# Geodesic loops in Riemann homogeneous spaces

Let M be a Riemannian homogeneous space, i.e. the isometry group acts transitively. Prove: any geodesic loop (with possible angle at the starting point) is a closed geodesic (smooth at the starting point).

And there is a hint: prove and use the fact that the vector field associated to a one parameter group of isometries is a Jacobi field when restricted to any geodesic.

I just don't know how this hint comes into play..

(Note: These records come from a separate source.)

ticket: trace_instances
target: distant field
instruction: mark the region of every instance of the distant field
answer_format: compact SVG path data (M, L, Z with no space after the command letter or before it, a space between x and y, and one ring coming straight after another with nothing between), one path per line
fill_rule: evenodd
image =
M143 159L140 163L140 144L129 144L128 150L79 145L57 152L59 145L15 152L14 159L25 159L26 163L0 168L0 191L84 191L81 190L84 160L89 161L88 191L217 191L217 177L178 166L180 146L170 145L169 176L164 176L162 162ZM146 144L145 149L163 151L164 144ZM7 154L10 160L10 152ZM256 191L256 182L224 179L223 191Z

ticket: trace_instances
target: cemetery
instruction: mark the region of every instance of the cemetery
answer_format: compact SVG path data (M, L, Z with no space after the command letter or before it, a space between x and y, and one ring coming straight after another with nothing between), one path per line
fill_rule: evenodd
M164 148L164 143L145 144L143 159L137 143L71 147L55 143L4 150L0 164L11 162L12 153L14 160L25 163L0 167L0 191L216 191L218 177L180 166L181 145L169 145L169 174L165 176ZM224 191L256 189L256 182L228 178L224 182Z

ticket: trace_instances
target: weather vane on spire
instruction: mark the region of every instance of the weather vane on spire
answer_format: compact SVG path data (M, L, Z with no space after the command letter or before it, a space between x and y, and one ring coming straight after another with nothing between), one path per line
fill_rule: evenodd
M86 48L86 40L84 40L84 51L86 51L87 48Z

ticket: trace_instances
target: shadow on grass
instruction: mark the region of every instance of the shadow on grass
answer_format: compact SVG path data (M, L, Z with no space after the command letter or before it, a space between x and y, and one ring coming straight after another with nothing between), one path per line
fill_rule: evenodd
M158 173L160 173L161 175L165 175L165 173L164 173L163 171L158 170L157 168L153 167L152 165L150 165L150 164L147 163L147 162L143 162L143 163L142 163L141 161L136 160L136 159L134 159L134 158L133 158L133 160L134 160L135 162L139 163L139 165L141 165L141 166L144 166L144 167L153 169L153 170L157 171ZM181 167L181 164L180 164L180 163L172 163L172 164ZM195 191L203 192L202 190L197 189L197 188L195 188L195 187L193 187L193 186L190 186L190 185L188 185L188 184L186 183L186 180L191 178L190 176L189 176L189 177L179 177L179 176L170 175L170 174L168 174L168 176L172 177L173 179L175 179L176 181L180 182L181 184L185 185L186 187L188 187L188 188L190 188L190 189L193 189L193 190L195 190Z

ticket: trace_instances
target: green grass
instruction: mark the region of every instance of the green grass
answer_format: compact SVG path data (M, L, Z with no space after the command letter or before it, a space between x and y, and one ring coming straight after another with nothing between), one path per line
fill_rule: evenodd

• It turns out to be not hard..just apply the first variation formula.. – somebody trivial Dec 12 '14 at 0:32
• Could you post your own answer? That will be helping others. Thanks. – Xipan Xiao Dec 12 '14 at 19:26

Say $\gamma(s),s\in[0,a]$ is a geodesic loop starting at $\gamma(0)=p$. Consider any one parameter group of isometries $g_t$, since the isometry group acts transitively, $g_t p$ takes p to any direction in $T_p M$ as $g_t$ varies. Now note that $g_t \gamma$ is a geodesic variation which preserves length, apply the first variation formula for energy:
$$0=E'(0)=-\int_0^a<U(s),\gamma''(s)>ds+ <U,\gamma'>|_0^a=<U(0),\gamma'(a)-\gamma'(0)>.$$
where $U(s)=\frac{d}{dt}|_{t=0}g_t\gamma(s)$ is the variation vector field. $E'(0)=0$ because it preserves length, and $\gamma''(s)=0$ because it is geodesic. Now recall that $U(0)$ can be any vector in $T_pM$, which forces $\gamma'(a)=\gamma'(0)$. That's geometrically what we need to prove.